Computational part (type and submit your answers in WORD only)

Please make sure that you include a cover page.

Question 1. (12 points) Alumni Donation Data (Simple Linear Regression). Continue with the same data from homework 1 and fit a simple linear regression on the data, where the alumni giving rate is the response variable \(Y\) of interest and the percentage of classes with fewer than 20 students as the predictor variable \(X\).

  1. What is the estimated slope? Is it significant at the \(\alpha = 0.05\) level? Clearly write out the null and alternative hypotheses, observed t-statistic, p-value, and interpret the estimate and test results.

  2. Repeat part a. above using the equivalent F-test.

  3. What is the value of \(R^2\)? Please interpret.

  4. What is the correlation coefficient \(r\) between \(X\) and \(Y\)? What is the relationship between \(r\) and \(R^2\)?

  5. Plot the training data (i.e., the data used to fit the model) with the fitted regression line and include a 95% (pointwise) confidence band for the mean responses. What do you observe about the confidence band at the point \(\left(\bar{X}, \bar{Y}\right)\)? Is it narrower or wider compared to the rest?

Question 2. (12 points) Simulation Study (Simple Linear Regression). Assume mean function \(E\left(Y|X\right) = 10 + 5 * X\). For this exercise, use set.seed(7052) to ensure reproducibility.

  1. Generate data with \(X \sim N\left(\mu = 2, \sigma = 0.1\right)\), sample size \(n = 100\), and error term \(\epsilon \sim N\left(\mu = 0, \sigma = 0.5\right)\).

  2. Fit a simple linear regression to the simulated data from part a. What is the estimated prediction equation? Report the estimated coefficients and their standard errors. Are they significant? Clearly write out the null and alternative hypotheses, observed t-statistic(s), p-value(s), and interpret the estimates and test results. What is fitted model’s MSE?

  3. Repeat part b), but re-simulate the data and change the error term to \(\epsilon \sim N\left(0, \sigma = 1\right)\)

  4. Repeat parts a)–c) using \(n = 400\). What do you conclude? What is the effect on the model parameter estimates when error variance gets smaller? What is the effect when sample size gets bigger?

  5. What about the MSE from each model?

Mathematics part (feel free to type or handwrite your solutions)

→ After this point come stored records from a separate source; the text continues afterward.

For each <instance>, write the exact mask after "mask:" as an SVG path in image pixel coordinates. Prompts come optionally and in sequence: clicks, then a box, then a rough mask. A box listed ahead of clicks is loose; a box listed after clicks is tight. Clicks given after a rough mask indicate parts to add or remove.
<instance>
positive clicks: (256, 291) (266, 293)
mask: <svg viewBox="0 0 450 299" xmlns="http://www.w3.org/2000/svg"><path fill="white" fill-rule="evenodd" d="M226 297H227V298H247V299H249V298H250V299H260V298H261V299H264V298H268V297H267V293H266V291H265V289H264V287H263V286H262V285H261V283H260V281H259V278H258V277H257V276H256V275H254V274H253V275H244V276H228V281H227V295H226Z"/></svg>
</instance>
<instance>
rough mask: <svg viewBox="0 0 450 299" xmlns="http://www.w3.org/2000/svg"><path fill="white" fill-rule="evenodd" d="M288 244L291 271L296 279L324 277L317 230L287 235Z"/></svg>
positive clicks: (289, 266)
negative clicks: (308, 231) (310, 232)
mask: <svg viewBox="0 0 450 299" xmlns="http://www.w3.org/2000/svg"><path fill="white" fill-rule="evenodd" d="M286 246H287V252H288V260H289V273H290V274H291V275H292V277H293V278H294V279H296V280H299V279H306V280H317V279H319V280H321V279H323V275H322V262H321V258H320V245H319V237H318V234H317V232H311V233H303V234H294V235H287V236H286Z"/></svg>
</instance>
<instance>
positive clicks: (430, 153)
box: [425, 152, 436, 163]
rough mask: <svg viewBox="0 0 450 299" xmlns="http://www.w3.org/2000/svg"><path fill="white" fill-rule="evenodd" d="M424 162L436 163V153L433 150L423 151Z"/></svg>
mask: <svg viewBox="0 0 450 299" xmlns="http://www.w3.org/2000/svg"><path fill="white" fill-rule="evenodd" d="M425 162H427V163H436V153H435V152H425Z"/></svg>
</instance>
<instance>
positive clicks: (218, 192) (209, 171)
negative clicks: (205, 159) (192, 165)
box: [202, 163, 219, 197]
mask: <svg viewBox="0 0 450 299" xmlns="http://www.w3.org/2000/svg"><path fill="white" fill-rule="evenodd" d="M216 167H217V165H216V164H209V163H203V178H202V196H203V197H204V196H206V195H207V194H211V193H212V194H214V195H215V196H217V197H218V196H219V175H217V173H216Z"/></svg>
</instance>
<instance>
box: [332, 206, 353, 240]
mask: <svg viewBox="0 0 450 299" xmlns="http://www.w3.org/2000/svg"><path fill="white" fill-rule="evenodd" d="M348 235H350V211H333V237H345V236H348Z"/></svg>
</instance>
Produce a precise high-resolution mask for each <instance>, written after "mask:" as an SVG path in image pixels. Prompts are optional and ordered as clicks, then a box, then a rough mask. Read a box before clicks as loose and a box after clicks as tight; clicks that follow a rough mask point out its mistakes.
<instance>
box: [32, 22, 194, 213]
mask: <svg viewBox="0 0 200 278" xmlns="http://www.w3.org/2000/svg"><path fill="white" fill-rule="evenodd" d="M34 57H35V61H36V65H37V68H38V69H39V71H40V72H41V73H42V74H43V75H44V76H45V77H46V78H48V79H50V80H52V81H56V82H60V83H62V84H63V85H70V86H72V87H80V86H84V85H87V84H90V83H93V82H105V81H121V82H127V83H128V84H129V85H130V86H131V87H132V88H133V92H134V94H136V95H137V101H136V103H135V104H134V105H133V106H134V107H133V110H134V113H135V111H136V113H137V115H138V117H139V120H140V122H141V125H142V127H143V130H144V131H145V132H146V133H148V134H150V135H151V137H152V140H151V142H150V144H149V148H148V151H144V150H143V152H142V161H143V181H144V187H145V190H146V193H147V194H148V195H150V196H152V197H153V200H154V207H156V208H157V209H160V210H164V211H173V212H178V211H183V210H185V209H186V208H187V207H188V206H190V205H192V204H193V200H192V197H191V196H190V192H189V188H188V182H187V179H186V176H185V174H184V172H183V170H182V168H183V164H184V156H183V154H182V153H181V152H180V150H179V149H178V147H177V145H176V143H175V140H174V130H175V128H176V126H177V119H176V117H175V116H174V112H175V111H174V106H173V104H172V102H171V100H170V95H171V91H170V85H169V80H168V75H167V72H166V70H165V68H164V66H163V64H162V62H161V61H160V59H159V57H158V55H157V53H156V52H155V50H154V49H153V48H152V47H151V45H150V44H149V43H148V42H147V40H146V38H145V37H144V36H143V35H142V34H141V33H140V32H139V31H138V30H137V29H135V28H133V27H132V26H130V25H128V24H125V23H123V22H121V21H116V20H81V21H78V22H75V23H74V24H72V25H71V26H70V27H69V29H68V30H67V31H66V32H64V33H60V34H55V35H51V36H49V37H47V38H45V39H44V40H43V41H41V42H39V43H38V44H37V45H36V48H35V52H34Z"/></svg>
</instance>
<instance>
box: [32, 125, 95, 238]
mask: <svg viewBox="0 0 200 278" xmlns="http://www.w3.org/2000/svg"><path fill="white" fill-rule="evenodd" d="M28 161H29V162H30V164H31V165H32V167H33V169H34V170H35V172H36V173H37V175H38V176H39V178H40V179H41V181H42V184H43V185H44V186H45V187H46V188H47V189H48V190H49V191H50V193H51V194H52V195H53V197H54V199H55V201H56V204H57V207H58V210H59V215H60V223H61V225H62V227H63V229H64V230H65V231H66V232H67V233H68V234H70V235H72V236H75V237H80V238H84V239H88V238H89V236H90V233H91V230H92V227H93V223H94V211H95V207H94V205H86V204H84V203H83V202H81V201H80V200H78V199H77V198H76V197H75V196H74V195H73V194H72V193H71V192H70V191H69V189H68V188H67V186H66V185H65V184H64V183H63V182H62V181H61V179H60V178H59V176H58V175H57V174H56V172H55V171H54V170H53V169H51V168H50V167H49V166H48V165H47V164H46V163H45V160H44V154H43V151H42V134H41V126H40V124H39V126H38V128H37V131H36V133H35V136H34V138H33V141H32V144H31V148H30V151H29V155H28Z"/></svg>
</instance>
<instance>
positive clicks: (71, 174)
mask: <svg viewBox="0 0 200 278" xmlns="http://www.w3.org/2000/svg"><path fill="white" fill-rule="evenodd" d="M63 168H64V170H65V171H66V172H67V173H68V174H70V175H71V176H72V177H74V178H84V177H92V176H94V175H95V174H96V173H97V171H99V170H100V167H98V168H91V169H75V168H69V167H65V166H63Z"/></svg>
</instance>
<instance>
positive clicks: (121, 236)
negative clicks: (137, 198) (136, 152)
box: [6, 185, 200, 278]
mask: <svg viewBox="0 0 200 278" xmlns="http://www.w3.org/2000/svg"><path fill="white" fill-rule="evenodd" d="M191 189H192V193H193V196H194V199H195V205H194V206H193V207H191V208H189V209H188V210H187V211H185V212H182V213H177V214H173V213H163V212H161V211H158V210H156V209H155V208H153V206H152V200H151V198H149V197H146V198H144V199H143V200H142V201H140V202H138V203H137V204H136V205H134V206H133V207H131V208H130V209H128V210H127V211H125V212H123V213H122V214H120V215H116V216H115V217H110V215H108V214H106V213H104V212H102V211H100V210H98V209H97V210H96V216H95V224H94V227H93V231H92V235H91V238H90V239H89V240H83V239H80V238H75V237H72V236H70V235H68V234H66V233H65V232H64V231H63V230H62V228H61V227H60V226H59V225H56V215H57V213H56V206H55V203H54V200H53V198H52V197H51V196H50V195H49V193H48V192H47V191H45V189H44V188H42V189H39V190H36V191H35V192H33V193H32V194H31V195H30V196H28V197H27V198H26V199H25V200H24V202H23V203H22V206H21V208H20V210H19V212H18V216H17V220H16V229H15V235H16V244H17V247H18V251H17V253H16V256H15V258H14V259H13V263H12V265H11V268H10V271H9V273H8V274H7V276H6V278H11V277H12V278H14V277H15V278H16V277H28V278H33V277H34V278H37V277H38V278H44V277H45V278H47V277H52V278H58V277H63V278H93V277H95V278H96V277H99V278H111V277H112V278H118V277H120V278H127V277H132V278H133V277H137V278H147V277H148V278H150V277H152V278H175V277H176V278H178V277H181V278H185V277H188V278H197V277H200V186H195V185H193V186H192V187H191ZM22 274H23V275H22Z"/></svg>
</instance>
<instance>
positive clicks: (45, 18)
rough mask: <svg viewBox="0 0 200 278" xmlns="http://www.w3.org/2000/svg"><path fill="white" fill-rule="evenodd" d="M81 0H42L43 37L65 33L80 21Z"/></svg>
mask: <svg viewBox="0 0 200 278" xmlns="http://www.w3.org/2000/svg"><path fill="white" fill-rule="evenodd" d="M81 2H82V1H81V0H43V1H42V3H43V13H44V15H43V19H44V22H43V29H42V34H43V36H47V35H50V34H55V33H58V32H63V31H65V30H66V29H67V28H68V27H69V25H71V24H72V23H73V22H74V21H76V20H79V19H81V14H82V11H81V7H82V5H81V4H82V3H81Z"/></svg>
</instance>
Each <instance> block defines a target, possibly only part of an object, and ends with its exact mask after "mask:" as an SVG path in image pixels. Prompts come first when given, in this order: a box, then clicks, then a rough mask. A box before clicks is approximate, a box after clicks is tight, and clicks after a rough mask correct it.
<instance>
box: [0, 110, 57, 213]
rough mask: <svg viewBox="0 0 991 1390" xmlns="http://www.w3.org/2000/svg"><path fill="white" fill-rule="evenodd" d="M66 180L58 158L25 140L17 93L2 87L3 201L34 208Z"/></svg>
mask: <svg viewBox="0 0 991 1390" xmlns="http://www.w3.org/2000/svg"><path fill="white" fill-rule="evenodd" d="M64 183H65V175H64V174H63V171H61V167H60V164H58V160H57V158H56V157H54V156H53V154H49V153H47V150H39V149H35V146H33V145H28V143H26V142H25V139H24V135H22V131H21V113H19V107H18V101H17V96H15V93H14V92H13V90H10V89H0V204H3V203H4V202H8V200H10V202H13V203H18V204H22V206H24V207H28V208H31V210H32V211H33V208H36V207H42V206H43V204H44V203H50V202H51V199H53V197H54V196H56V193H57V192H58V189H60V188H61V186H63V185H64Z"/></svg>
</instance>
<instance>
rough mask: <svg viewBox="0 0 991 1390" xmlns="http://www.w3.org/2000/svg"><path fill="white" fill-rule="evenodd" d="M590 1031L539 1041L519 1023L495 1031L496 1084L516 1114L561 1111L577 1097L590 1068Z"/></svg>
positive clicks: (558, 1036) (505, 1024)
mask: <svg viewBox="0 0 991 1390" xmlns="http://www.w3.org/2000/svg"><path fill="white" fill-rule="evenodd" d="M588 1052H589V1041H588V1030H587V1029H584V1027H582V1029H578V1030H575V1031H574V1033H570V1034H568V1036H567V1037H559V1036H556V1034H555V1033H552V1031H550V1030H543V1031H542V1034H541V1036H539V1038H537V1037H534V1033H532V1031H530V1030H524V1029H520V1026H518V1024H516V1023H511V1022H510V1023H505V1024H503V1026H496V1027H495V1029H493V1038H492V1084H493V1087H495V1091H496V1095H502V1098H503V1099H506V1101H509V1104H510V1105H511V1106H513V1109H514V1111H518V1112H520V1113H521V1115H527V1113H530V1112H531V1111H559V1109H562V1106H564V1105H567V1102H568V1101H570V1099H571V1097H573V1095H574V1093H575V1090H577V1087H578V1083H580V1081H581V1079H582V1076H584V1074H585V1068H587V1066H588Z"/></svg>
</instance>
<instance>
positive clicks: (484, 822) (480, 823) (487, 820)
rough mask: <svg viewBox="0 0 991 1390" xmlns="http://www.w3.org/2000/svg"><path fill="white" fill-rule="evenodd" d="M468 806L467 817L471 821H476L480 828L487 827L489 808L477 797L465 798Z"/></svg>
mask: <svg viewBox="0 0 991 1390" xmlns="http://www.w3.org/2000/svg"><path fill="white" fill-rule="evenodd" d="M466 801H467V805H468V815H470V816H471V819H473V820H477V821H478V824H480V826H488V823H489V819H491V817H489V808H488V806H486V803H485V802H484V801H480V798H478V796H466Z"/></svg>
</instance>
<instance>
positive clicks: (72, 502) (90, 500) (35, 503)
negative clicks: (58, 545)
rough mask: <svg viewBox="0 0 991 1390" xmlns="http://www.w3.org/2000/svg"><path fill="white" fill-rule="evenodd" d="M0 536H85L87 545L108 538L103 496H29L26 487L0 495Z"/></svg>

Question 3. (6 points) Bias and Variance of Parameter Estimates.

  1. What are the bias and variance of the OLS estimates \(\widehat{\beta}_0\) and \(\widehat{\beta}_1\)?

  2. What do you expect to happen to the variances of the OLS estimates of \(\beta_0\) and \(\beta_1\) when the sample size \(n\) increases? What do you expect when the error variance \(\sigma^2\) increases?

  3. What is the bias of the model’s MSE? What about the ML estimate of \(\sigma^2\)? What is the difference between these two estimates of \(\sigma^2\)? Why do we use MSE instead of the ML estimate?